Złota kserokopiarka
Kilka dni temu rodzice dostali do rak list od dyrektora szkoly, w ktorym byla mowa o tym, zeby wplacic 40 euro na konto bankowe szkoly.
W sumie to tylko 5,70 euro bylo obowiazkowe, ale rodzice proszeni sa o wplacenie 40 euro, gdyz sa one potrzebne na pokrycie roznych kosztow. I pod spodem dyrektor wymienia na co poszly pieniazki w zeszlym roku.
Rodzice byli zszokowani tym podsumowaniem, szczegolnie jesli chodzi o kwote dotyczaca wypozyczenia kserokopiarek. Szkola rocznie placi za to az 11.681 euro! Czy te kserokopiarki sa ze zlota? Czy nie lepiej byloby kupic jedna, duza, porzadna maszyne i miec ja na wlasnosc? Ze zrodel informacyjnych wiem, ze inne placowki (takie jak np. wojsko w Pistoi) za wypozyczenie kserokopiarek placi 1/3 tej kwoty. Co to w ogole jest za zwyczaj wypozyczania, a nie kupowania na wlasnosc?
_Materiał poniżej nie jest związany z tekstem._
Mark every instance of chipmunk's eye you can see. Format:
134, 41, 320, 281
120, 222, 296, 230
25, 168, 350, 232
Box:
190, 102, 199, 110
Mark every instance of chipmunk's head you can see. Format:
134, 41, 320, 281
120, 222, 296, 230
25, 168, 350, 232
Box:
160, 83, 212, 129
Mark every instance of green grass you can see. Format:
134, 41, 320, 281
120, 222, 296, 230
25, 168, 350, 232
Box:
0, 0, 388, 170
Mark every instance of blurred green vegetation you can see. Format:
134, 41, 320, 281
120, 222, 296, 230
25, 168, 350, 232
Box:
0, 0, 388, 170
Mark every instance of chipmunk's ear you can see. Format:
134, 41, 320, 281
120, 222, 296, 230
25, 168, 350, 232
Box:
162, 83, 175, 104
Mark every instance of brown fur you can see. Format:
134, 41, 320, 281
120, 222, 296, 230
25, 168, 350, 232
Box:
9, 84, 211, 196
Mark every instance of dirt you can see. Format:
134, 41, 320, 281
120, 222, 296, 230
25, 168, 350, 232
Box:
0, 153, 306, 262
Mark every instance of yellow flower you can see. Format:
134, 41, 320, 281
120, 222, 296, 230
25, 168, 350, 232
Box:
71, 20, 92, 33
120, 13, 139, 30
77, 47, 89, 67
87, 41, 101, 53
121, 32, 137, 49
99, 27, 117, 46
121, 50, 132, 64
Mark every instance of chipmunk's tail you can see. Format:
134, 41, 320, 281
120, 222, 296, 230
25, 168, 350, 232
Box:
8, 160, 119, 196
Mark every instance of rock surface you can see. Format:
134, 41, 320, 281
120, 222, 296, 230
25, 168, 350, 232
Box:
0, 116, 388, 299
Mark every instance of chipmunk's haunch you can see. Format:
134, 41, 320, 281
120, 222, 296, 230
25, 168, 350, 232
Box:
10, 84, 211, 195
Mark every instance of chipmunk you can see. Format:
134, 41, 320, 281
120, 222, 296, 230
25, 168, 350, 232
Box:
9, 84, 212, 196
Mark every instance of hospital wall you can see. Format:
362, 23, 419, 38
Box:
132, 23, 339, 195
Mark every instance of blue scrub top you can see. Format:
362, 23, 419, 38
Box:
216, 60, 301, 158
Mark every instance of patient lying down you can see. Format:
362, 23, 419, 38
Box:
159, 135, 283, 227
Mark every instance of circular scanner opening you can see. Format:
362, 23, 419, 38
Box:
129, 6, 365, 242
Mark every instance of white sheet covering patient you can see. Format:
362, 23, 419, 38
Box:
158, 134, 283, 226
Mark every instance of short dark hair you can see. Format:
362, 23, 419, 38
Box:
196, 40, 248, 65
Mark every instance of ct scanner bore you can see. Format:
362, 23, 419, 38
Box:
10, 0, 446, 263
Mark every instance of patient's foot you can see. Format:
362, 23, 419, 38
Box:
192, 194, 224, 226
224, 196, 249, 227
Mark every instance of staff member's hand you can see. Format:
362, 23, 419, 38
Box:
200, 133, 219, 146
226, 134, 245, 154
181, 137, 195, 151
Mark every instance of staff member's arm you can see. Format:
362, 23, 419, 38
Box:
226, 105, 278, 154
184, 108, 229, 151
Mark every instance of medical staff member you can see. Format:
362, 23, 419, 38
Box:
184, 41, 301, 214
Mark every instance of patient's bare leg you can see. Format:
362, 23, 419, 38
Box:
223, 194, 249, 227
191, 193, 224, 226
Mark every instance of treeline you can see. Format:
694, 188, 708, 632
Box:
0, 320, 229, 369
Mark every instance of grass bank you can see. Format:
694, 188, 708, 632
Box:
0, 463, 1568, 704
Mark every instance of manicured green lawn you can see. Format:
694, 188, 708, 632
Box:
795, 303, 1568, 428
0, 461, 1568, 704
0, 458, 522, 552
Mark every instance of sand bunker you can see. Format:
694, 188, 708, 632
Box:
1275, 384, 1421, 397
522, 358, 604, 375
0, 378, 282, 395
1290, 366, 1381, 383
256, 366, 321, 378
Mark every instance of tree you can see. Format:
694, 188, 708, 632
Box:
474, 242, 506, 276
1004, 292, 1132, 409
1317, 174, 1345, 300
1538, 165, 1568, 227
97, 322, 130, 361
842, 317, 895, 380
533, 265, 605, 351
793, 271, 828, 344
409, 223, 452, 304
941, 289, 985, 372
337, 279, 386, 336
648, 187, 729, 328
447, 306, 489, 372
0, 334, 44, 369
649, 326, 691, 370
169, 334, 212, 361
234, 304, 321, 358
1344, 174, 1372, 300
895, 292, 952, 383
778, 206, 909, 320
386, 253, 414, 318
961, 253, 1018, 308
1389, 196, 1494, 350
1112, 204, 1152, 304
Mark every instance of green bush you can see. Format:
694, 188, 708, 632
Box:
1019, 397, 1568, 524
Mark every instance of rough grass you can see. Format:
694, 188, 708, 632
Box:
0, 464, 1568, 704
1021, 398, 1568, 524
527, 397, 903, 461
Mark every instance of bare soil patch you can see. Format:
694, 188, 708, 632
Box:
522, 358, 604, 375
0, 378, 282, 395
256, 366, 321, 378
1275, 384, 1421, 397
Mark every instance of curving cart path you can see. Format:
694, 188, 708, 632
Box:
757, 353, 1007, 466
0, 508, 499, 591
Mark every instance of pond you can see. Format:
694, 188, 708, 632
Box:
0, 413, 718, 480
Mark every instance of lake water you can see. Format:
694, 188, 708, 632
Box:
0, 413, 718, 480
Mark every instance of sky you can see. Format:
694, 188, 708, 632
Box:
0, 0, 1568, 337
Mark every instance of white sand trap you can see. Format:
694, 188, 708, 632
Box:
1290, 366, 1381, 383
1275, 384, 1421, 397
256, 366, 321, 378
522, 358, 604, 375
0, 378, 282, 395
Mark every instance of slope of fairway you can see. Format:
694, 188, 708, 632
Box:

Rodzice sa oburzeni. Tym bardziej, ze papier do kserokopiarek przynosimy my dla dzieci. A w pierwszym punkcie mowa jest wlasnie o papierze do kserokopiarek i sprawach biurowych, na ktore wydaje sie kolejne 5.600 euro. Ewidentnie nie starcza.
Usmiac sie mozna z ostatniego punktu. Na projekty wydaje sie rocznie tylko 954 euro.